Where do you have a Mirena inserted? – approximately 90% are inserted at our rooms without the need for a local anaesthetic injection although we do use “happy gas” for some patients
When should you have a Mirena inserted? – it’s best to insert it at the tail end of your period or within a few days of your period finishing
Who can have a Mirena inserted? – not everyone will be suitable to have a Mirena inserted but most women with an anatomically normal uterus (i.e. no fibroids or congenital abnormalities of the uterus) will be suitable. Women who have not been pregnant can sometimes be a little more difficult to insert a Mirena into as the cervix can be narrower but it is still usually possible to carry out the procedure in the rooms.

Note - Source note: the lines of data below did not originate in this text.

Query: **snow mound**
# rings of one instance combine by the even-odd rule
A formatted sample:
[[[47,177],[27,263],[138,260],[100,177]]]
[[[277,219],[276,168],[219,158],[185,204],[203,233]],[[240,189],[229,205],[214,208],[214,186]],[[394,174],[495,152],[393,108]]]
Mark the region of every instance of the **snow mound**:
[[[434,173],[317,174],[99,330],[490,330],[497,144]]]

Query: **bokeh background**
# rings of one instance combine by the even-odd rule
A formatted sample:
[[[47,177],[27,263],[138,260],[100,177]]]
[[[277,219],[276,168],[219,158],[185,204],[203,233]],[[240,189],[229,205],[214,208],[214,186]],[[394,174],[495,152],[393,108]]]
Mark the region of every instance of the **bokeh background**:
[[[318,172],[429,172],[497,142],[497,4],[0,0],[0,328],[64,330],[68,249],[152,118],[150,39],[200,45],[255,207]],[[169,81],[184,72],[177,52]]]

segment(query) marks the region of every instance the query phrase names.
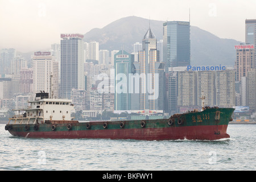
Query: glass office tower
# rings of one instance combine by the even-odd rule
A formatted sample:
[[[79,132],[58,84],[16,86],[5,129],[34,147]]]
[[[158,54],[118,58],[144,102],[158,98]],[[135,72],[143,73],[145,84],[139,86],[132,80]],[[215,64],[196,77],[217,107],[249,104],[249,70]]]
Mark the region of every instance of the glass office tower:
[[[166,72],[168,67],[190,64],[190,23],[166,22],[163,23],[163,61]]]
[[[245,43],[254,47],[254,65],[256,68],[256,19],[245,20]]]
[[[127,78],[129,78],[129,74],[131,73],[131,55],[125,51],[120,51],[114,55],[114,68],[115,77],[119,74],[119,76],[125,76]],[[131,94],[129,92],[129,80],[127,81],[127,84],[119,86],[122,81],[125,83],[124,80],[122,80],[120,77],[115,79],[115,88],[123,89],[124,92],[115,92],[115,110],[131,110]],[[121,82],[119,82],[121,81]],[[118,82],[119,84],[118,84]],[[122,87],[122,88],[121,88]],[[126,88],[125,88],[126,87]],[[121,90],[119,90],[121,91]],[[126,92],[125,92],[126,91]],[[121,92],[121,93],[120,93]]]
[[[60,95],[70,99],[72,88],[84,89],[83,35],[61,34]]]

Is there an age limit? – generally NO. I have inserted Mirenas for teenagers through to women in their 50’s. In older women it is important to rule out a possible sinister cause for their heavy and/or irregular bleeding and in this age group it is more likely that their Mirena insertion is done as a day surgery procedure where the uterus is assessed fully at the same time as the Mirena insertion.
So – in summary…….
Mirenas can be good – 80-90% of women love them
Mirenas can be bad – 10-20% have them out because of various side effects, the commonest BY FAR being irregular bleeding.
I suspect that a lot of women who end up having their Mirena removed (particularly early) have not been properly counselled regarding its’ possible side effects prior to insertion. Lets face it - if you had something put in your uterus to reduce your heavy periods and you ended up with break through bleeding and sore breasts and you weren’t aware that these were going to be possible side effects, you’d be at the very least a little peeved and wanting to have that damn thing taken out.
One last note – the box that the Mirena comes in is BIG. The actual Mirena is small but the box is big. If you decide to have one put in take a large shopping bag when you go to the chemist to pick it up.
The best person to talk about whether a Mirena might be suitable for your gynaecological issue is your GP and your gynaecologist. And NO I don't have shares in the company that makes Mirenas.